Position: Azure Data Engineer
Location: Remote But need only local to St. Louis, MO
Experience: 8+ years
Duration: Contract until end of year
Start Date: ASAP
Top 3 Must-have skills: Databricks, Lakehouse architecture, Azure Cloud.
Job Description:
Senior Data Engineer to join their Data Group, responsible for designing, developing, and optimizing enterprise-scale data ingestion pipelines, integration frameworks, and storage solutions using Databricks across cloud and hybrid environments. This is a hands-on technical leadership role focused on driving data-driven decision making, ensuring secure and efficient data ingestion, and enforcing governance, metadata, and lineage standards.
This individual will lead architecture and development of ETL/ELT pipelines using Databricks (Spark, Delta Lake, workflows), implement Lakehouse design patterns across bronze/silver/gold layers, and support both batch and near real-time data processing. The role also includes designing integration patterns (API, event-driven, system-to-system), building data quality checks, and ensuring compliance with enterprise security and governance standards.
Additional responsibilities include optimizing Databricks performance (jobs, clusters, workloads), designing cloud and on-prem storage solutions, and partnering with platform operations and IT teams to ensure reliability, SLA adherence, and production readiness. This person will also act as a technical mentor, establish engineering standards, and collaborate with architects, analytics teams, and business stakeholders.

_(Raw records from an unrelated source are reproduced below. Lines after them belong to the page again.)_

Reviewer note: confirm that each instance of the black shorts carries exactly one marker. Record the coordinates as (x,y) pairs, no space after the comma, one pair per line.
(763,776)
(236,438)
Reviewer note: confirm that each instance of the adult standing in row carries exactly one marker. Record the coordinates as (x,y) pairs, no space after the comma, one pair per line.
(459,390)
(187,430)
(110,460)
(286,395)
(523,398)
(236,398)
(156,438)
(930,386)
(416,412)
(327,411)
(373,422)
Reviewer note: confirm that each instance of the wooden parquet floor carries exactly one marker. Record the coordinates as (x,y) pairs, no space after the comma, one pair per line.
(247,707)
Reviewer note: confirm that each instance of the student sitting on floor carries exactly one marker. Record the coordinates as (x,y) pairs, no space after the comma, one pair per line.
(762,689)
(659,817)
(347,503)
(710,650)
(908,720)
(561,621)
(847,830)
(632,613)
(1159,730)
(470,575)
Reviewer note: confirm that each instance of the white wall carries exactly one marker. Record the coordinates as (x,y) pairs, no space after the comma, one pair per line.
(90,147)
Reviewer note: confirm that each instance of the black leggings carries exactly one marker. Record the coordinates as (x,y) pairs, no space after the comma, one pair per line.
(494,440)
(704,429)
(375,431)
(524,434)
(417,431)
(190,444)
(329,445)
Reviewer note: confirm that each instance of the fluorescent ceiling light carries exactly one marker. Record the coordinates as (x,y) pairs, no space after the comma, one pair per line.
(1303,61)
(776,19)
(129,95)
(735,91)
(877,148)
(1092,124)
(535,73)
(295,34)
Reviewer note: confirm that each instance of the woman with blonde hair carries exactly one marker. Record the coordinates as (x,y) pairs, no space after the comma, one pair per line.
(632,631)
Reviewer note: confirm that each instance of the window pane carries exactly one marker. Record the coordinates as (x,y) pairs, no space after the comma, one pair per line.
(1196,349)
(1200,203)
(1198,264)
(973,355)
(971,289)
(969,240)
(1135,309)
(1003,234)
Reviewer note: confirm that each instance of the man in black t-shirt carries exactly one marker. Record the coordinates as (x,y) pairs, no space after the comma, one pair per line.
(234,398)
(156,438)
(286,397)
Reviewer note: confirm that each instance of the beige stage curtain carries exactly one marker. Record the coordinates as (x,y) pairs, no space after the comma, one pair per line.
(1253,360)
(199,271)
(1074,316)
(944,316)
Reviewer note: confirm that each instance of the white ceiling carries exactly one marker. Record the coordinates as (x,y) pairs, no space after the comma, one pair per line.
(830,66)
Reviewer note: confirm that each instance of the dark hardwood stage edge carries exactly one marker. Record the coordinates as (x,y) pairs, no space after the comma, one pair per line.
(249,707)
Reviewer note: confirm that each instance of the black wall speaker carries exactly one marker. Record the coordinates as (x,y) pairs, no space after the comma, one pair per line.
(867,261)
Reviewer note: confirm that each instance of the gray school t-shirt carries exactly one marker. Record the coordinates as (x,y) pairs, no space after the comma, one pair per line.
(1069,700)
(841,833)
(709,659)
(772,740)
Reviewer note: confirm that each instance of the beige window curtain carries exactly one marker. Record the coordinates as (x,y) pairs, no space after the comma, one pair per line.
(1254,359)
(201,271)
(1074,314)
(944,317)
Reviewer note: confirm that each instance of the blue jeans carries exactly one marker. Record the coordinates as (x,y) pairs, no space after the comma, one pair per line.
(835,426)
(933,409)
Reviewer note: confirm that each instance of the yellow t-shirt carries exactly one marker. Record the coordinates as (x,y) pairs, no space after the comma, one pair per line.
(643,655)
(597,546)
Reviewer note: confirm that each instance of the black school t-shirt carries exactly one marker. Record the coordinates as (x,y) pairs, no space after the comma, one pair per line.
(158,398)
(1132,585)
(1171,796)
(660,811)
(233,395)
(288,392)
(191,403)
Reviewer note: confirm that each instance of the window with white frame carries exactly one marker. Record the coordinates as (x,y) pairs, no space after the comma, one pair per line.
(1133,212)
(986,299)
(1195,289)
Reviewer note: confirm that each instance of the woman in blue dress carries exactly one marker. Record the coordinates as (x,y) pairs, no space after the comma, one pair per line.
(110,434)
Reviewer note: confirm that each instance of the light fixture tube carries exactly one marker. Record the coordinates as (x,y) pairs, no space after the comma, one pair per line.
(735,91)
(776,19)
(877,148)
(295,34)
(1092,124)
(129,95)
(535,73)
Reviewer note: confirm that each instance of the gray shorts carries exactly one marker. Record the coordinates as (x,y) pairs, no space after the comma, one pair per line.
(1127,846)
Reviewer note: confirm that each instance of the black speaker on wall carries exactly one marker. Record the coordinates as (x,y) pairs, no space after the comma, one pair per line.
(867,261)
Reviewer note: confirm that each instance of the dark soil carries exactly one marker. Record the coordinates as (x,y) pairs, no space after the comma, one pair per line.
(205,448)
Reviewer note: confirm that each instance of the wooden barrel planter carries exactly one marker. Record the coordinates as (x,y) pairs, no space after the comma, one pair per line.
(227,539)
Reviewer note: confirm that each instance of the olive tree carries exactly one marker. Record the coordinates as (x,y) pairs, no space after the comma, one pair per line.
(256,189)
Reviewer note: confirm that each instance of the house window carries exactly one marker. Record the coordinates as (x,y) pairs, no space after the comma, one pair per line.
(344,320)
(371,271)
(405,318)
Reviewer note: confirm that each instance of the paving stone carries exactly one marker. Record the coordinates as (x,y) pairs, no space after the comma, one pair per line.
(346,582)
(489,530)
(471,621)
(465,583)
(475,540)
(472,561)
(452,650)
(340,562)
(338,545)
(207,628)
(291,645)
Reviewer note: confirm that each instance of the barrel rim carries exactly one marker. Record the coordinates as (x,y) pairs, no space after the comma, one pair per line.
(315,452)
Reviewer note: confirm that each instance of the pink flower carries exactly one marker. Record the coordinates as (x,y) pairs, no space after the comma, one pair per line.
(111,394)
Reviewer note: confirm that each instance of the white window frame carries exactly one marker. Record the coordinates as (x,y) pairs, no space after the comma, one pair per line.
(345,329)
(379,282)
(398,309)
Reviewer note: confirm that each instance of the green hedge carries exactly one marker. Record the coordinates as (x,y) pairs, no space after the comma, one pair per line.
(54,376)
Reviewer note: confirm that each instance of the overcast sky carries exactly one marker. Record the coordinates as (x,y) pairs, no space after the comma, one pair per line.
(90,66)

Required experience includes 8–10+ years in data engineering, strong expertise in Databricks, Apache Spark, Delta Lake, Python, and SQL, and experience building enterprise-scale pipelines, integrating data via APIs and event platforms, and working within cloud or hybrid environments. Candidates should also have a strong understanding of data governance, metadata, lineage, and enterprise data platforms.
Preferred experience includes Databricks Unity Catalog, Lakehouse architecture, monitoring/alerting for data pipelines, and prior leadership or mentorship experience.